BioTime has recently completed the patient enrollment and treatment portion of a Phase II clinical trial of PentaLyte, and has begun processing and compiling the trial data. During the trial, PentaLyte was used to treat hypovolemia in cardiac surgery.

About BioTime, Inc.

BioTime, headquartered in Emeryville, California, develops blood plasma volume expanders, blood replacement solutions for hypothermic (low temperature) surgery, organ preservation solutions and technology for use in surgery, emergency trauma treatment and other applications. BioTime’s lead product Hextend is manufactured and distributed in the U.S. and Canada by Hospira, Inc. and in South Korea by CJ Corp. under exclusive licensing agreements. Information about BioTime can be found on the web at www.biotimeinc.com.

Hextend^®, PentaLyte^®, and HetaCool^® are registered trademarks of BioTime, Inc.

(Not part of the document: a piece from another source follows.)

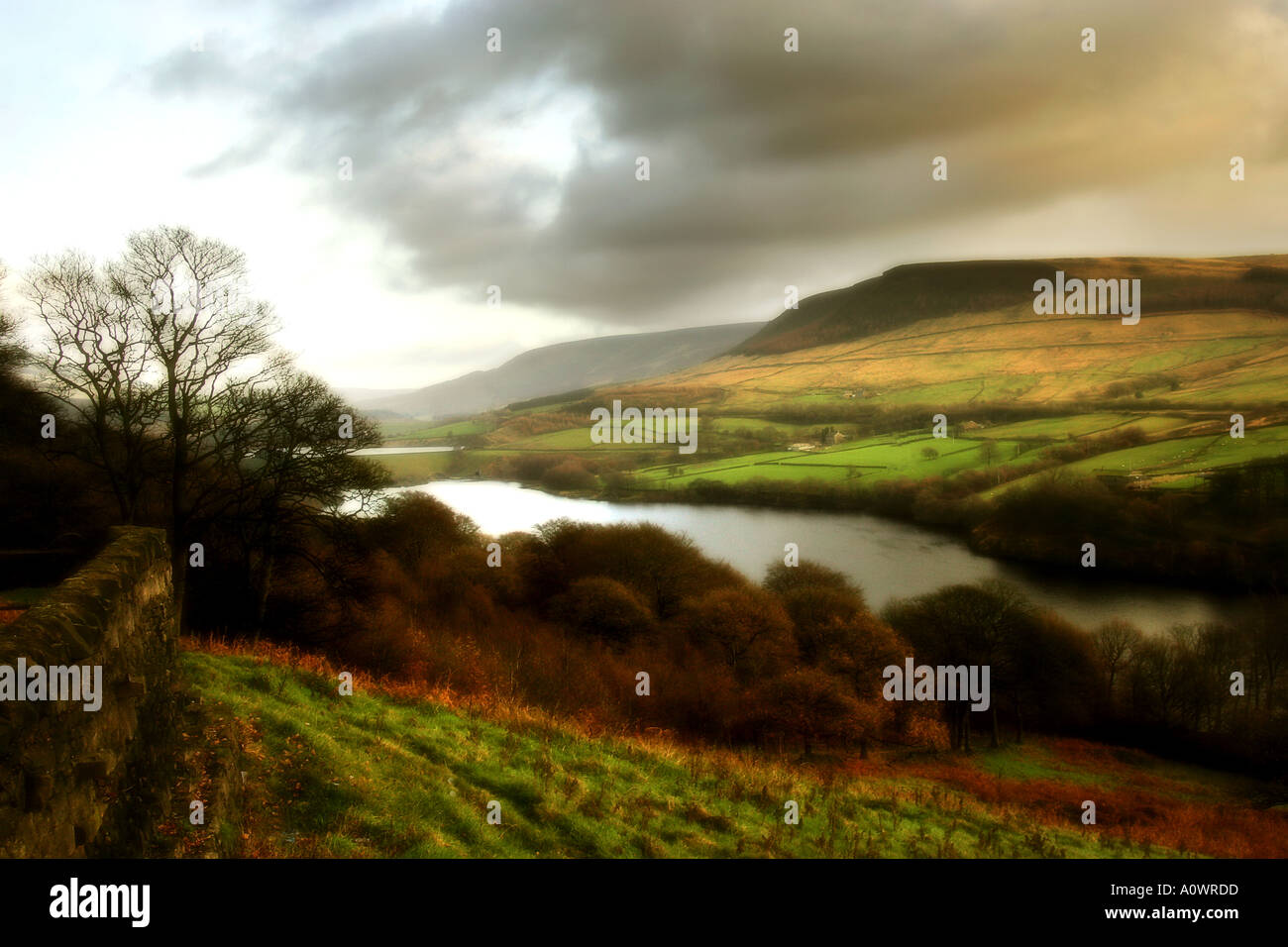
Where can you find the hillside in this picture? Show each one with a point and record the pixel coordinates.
(563, 368)
(919, 291)
(389, 774)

Forward Looking Statements

The matters discussed in this press release include forward-looking statements which are subject to various risks, uncertainties and other factors that could cause actual results to differ materially from the results anticipated. Such risks and uncertainties include but are not limited to the results of clinical trials of BioTime products; the ability of BioTime and its licensees to obtain additional FDA and foreign regulatory approval to market BioTime products; competition from products manufactured and sold or being developed by other companies; and the price of and demand for BioTime products. Other risk factors are discussed in BioTime’s Annual Report on Form 10-K filed with the Securities and Exchange Commission.